Sketches

Sketch 7: Music Mix

Due: 11/9

Tag: sk7

This week, I want you to think about using audio for particular rhetorical situations by creating a mix playlist with a group of songs.

Rules (all of which are breakable, if you have a good justification for why):

  • I usually think of a mix tape as about an hour of music, but for our purposes let's aim for 45 minutes or so
  • Preferably no more than one song by a single artist
  • Create some kind of consistency and an audio progression as someone listens from beginning to end

A rhetorical situation is the context of a rhetorical act, made up (at a minimum) of a rhetor (a speaker or writer), an issue (or exigence), a medium (such as a speech or a written text), and an audience.

Just as giving a speech, writing an essay, or publishing a photograph are rhetorical acts, choosing particular pieces of music in particular situations can also be a rhetorical act — and choosing to curate a specific list of songs that you put together in a particular order, with a particular emotional or intellectual affect in mind, is certainly a rhetorical act.  In the case of the music mix you are producing for this assignment, the rhetor is you, the medium is your playlist, and the audience is probably your peers in the class (though you can decide to address some other, fairly specific, audience if you would like).

There is a lot of music in the world, and there are lots of ways to combine music together and lots of people doing so.

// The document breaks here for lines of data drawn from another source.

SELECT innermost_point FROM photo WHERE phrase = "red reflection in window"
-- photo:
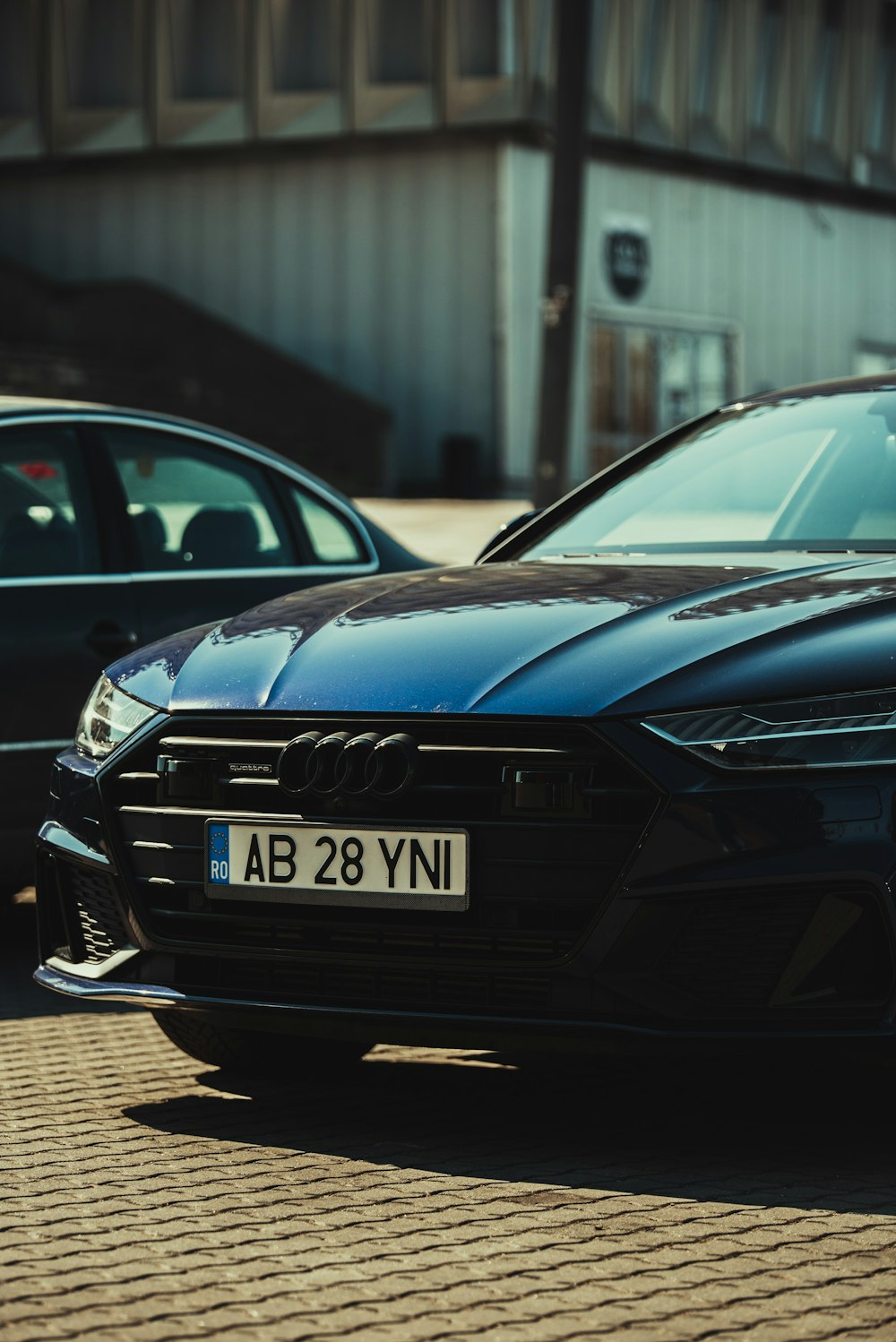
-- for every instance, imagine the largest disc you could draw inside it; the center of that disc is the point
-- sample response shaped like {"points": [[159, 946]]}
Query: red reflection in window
{"points": [[39, 470]]}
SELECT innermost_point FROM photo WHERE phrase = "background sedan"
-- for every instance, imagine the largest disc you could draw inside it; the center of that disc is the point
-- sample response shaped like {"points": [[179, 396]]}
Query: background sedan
{"points": [[118, 528]]}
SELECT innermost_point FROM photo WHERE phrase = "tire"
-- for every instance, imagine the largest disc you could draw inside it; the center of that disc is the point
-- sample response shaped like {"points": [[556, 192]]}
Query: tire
{"points": [[254, 1051]]}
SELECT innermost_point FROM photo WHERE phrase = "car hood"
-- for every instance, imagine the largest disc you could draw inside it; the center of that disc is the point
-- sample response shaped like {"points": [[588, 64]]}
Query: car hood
{"points": [[550, 639]]}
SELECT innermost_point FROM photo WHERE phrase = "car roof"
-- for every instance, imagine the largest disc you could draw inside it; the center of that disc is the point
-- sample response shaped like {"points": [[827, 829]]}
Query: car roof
{"points": [[15, 407], [884, 382]]}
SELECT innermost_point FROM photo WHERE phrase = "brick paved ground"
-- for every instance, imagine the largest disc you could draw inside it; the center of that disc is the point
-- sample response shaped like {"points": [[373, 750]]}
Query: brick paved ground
{"points": [[428, 1196]]}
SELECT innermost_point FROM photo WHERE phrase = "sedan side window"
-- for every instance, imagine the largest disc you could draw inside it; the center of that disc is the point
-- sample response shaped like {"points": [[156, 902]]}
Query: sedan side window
{"points": [[332, 536], [194, 506], [46, 517]]}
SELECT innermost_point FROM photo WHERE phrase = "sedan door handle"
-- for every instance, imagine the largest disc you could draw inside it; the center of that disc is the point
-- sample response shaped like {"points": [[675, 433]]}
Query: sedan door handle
{"points": [[109, 638]]}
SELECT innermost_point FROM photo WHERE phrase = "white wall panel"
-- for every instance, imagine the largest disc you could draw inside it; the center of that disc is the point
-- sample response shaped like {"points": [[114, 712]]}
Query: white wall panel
{"points": [[804, 283]]}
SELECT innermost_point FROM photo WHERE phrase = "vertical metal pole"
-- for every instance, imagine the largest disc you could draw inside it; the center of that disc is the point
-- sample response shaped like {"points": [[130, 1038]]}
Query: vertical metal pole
{"points": [[561, 298]]}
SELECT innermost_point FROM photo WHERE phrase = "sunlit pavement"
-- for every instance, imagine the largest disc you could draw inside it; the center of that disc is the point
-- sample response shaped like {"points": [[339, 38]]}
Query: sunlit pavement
{"points": [[426, 1196], [445, 530]]}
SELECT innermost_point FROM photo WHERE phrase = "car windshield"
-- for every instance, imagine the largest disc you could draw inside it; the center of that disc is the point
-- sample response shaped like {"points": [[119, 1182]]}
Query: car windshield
{"points": [[812, 474]]}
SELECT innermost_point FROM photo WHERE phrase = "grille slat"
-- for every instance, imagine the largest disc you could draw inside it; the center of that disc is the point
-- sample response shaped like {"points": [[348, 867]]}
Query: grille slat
{"points": [[538, 879]]}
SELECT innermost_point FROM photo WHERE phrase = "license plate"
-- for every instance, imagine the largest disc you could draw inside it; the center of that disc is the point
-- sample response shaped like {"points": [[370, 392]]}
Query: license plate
{"points": [[337, 865]]}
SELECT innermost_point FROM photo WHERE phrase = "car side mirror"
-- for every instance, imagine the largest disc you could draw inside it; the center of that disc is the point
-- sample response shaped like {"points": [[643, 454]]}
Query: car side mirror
{"points": [[507, 529]]}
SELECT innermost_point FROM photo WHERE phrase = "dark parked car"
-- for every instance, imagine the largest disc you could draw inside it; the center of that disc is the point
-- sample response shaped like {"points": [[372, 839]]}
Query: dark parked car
{"points": [[116, 528], [631, 776]]}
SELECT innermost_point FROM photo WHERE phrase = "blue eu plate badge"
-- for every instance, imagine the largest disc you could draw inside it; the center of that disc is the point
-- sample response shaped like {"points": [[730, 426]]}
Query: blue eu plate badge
{"points": [[219, 855]]}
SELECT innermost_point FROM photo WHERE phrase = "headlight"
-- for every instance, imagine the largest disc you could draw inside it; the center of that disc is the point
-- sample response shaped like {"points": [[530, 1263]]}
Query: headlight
{"points": [[109, 717], [805, 735]]}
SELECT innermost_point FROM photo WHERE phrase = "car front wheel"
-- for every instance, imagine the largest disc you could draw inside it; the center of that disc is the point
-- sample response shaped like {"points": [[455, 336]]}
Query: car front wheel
{"points": [[211, 1040]]}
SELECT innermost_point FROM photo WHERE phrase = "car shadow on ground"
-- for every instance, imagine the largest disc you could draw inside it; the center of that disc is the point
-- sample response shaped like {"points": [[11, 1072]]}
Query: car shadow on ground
{"points": [[773, 1137]]}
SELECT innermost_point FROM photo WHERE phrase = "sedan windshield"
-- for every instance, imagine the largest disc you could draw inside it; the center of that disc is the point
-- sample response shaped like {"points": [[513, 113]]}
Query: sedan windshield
{"points": [[809, 474]]}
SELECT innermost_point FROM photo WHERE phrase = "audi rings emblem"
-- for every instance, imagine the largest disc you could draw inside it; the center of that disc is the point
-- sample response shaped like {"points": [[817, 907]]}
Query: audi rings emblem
{"points": [[381, 767]]}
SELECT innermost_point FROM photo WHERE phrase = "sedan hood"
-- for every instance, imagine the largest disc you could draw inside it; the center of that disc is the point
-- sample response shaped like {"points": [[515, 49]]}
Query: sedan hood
{"points": [[544, 639]]}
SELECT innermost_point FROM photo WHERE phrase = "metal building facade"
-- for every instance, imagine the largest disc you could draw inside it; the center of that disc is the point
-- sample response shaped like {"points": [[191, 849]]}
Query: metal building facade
{"points": [[364, 184]]}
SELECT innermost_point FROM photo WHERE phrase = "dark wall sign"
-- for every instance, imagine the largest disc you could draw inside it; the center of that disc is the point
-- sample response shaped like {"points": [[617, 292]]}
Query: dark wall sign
{"points": [[626, 255]]}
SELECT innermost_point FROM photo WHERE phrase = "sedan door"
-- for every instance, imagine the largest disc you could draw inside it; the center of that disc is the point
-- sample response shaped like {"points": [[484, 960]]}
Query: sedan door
{"points": [[62, 614]]}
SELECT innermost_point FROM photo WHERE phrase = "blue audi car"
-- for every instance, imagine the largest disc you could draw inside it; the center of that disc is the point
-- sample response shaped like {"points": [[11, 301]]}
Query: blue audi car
{"points": [[626, 779]]}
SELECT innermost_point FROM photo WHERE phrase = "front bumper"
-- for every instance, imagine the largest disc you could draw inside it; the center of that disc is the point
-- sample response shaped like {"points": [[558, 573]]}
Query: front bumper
{"points": [[744, 913]]}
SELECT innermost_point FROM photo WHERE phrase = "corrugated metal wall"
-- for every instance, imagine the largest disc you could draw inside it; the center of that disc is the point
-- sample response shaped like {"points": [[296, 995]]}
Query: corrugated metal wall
{"points": [[416, 274], [805, 285], [377, 269]]}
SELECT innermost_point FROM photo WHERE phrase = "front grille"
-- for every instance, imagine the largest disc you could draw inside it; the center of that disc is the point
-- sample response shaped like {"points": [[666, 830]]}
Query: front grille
{"points": [[538, 876]]}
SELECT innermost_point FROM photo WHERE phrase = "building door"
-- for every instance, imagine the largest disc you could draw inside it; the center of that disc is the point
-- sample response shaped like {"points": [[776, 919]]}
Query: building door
{"points": [[645, 379]]}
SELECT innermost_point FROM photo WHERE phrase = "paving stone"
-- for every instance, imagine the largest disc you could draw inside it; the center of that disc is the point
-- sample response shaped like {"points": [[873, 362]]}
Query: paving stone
{"points": [[426, 1194]]}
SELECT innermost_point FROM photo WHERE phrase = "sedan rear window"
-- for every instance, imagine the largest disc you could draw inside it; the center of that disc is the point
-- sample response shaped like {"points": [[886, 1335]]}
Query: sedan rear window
{"points": [[46, 520]]}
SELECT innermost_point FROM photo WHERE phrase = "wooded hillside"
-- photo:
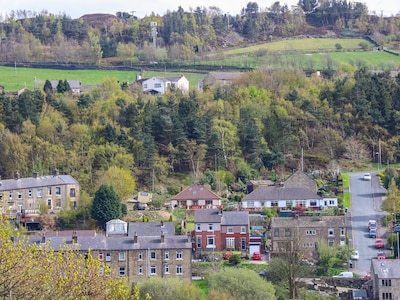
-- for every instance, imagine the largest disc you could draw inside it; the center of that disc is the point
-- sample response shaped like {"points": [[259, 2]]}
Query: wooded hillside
{"points": [[181, 35]]}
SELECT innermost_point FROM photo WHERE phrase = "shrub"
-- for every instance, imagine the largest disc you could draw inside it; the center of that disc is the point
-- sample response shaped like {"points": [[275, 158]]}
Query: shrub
{"points": [[227, 255], [235, 259]]}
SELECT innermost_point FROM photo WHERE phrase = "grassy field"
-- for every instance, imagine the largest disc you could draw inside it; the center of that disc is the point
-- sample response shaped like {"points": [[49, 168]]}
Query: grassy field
{"points": [[305, 45], [306, 53], [16, 78]]}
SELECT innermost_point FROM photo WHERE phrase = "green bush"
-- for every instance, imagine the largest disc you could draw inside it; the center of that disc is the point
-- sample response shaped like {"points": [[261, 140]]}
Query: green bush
{"points": [[235, 259]]}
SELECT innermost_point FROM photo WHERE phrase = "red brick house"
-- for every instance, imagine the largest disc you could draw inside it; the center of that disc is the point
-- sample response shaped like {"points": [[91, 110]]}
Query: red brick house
{"points": [[220, 230], [196, 196]]}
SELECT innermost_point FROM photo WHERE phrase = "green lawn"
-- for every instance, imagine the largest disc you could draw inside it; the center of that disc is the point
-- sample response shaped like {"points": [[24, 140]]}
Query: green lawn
{"points": [[306, 45]]}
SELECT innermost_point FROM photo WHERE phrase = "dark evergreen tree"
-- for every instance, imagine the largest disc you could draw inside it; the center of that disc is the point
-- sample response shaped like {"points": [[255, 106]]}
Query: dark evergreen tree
{"points": [[106, 205], [48, 88]]}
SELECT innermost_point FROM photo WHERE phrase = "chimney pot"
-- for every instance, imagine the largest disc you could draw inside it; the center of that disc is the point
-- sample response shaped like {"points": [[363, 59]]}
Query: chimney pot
{"points": [[74, 237], [162, 237]]}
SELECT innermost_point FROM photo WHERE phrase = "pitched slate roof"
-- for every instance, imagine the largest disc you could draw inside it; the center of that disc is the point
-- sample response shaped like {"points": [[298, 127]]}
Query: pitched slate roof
{"points": [[208, 215], [73, 84], [33, 182], [269, 193], [235, 218], [151, 228], [101, 242], [308, 222], [386, 268], [196, 192]]}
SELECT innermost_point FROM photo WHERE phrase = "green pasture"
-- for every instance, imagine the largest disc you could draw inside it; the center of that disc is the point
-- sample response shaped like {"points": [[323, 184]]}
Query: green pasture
{"points": [[305, 53], [303, 44], [373, 60], [14, 79]]}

If you are struggling to come up with ways to craft your mix, I encourage you to either respond to a very specific rhetorical situation (“a mix for my good friend who just went through a bad breakup,” for example, or “a mix to apologize to my friend for not locking up his bicycle when I borrowed it so it get stolen”); come up with a very specific narrative or emotional hook that you want from the songs you include in your list (“songs about the end of summer and the beginning of the fall” or “creepy Halloween songs” might work well as hooks that are topical right now); and/or to make up some specific rules for yourself to spur greater creativity (“My Halloween mix can only include songs with the word ‘pumpkin’ in the title” or “all the songs need to include the words ‘new’ or ‘old'” or “every song must be 2 minutes and 42 seconds long“). As Robert Frost once said, “Writing free verse is like playing tennis with the net down,” so creating rules for yourself about choosing songs might help you to structure the game that you’re playing to make it more fun.

What do you have to turn in?

Create your playlist however makes sense for you — it can be a Spotify playlist that you share via a link; you can use Mixcloud (which will also import Spotify playlists) or Soundcloud; or you can record your vinyl onto MP3s and upload those files to Google Drive or send them to me to host on my server, then embed them on your site from there. Publish a post on your site with the link(s) to the playlist and a numbered track listing that names the songs and artists.

Your mix tape needs an image to serve as the album cover. If you were recording your mix onto cassette tapes, I’d ask you to use gel pens to draw a cover that you’d stick into the little plastic case, but you’re not, so instead create a square image that has the title of your playlist and that serves as a compelling visual representation of your mix.

Finally, write a reflection to accompany your mix — explain the rhetorical situation you are addressing, what rules you established for yourself, and how you went about solving the problem your rhetorical situation presents. Articulate the choices you made and why you made them. Finally, think about your mix as an argument (even though it’s not a direct, academic argument) — what are you conveying in your mix and how?